Cette proposition m’indigna, bien que je fusse incapable de la refuser. J’hésitais cependant, envahi de scrupules. Claire me prit la lettre des mains.

— Tu ne regardes pas l’adresse, lui dis-je ?

Elle haussa les épaules et s’en alla.

De sombres journées se succédèrent à Bellefeuille. La paix que j’avais affectée dans ma lettre à Mme Darzas, était factice. Je ne croyais guère plus en sa promesse qu’en la bonté de l’avenir. Je ne croyais qu’en moi.

— Seul d’un côté, me disais-je, et tout le monde de l’autre.

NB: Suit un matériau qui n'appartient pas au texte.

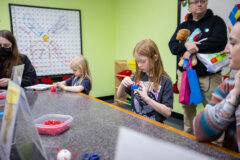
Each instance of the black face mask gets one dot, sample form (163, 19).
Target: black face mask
(5, 52)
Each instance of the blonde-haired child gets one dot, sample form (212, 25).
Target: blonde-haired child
(81, 80)
(154, 97)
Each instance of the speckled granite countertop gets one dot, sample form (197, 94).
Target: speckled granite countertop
(95, 126)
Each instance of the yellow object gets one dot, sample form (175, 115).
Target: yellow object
(132, 64)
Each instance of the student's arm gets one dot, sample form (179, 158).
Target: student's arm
(164, 108)
(218, 114)
(126, 82)
(29, 74)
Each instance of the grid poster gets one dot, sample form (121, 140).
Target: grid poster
(50, 37)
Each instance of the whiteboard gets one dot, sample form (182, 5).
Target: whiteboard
(222, 8)
(50, 37)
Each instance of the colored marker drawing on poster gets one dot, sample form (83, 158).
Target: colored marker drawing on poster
(49, 37)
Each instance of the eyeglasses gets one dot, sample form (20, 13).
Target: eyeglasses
(197, 1)
(6, 45)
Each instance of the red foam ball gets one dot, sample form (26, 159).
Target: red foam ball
(53, 89)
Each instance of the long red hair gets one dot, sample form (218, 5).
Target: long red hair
(149, 49)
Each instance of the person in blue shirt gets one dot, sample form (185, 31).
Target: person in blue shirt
(81, 80)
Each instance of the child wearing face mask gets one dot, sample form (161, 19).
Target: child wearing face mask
(81, 79)
(9, 57)
(154, 97)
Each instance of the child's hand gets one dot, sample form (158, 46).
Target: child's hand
(127, 82)
(4, 82)
(142, 90)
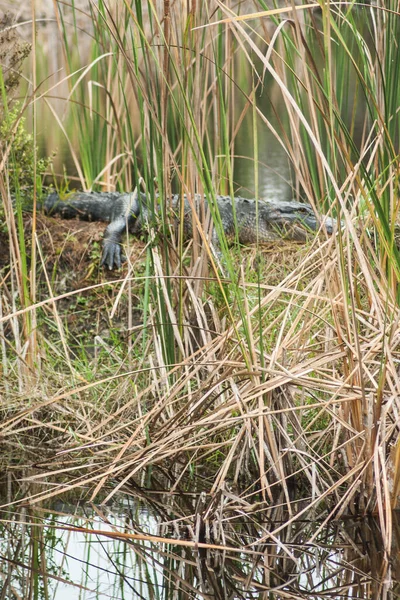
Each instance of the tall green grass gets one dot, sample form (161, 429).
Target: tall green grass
(290, 373)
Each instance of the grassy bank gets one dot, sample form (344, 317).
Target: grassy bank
(275, 372)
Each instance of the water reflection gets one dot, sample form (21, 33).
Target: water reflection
(132, 551)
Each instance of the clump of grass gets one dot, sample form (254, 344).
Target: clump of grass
(264, 382)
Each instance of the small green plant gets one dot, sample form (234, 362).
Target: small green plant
(23, 152)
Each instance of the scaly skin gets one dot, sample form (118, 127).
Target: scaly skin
(262, 221)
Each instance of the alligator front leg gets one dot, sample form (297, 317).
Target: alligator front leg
(112, 256)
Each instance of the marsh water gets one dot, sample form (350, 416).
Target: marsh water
(153, 545)
(156, 545)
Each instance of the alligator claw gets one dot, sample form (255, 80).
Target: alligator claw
(112, 256)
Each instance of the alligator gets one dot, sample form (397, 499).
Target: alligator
(247, 220)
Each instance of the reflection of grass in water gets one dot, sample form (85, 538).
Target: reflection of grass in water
(130, 549)
(233, 370)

Et tout ce monde, de quelle puissance mystérieuse il disposait pour ainsi déjouer mes desseins les plus secrets. Avec quelle haine clairvoyante m’avait-on persécuté ! Jadis on découvrait mes voyages clandestins à Bellefeuille, et on me punissait d’exil. Depuis, on épiait toutes mes aventures, on me suivait dans la chambre d’Armande Berthier et sur la route de la Vaunoise, on s’acharnait après mon amour, on faisait trembler Geneviève, on assistait aux rendez-vous du Clos Guillaume, et, une fois encore, à l’instant où mes rêves allaient se réaliser, on me contraignait à la fuite.

— Oh ! les méchants, les fourbes, si je les tenais !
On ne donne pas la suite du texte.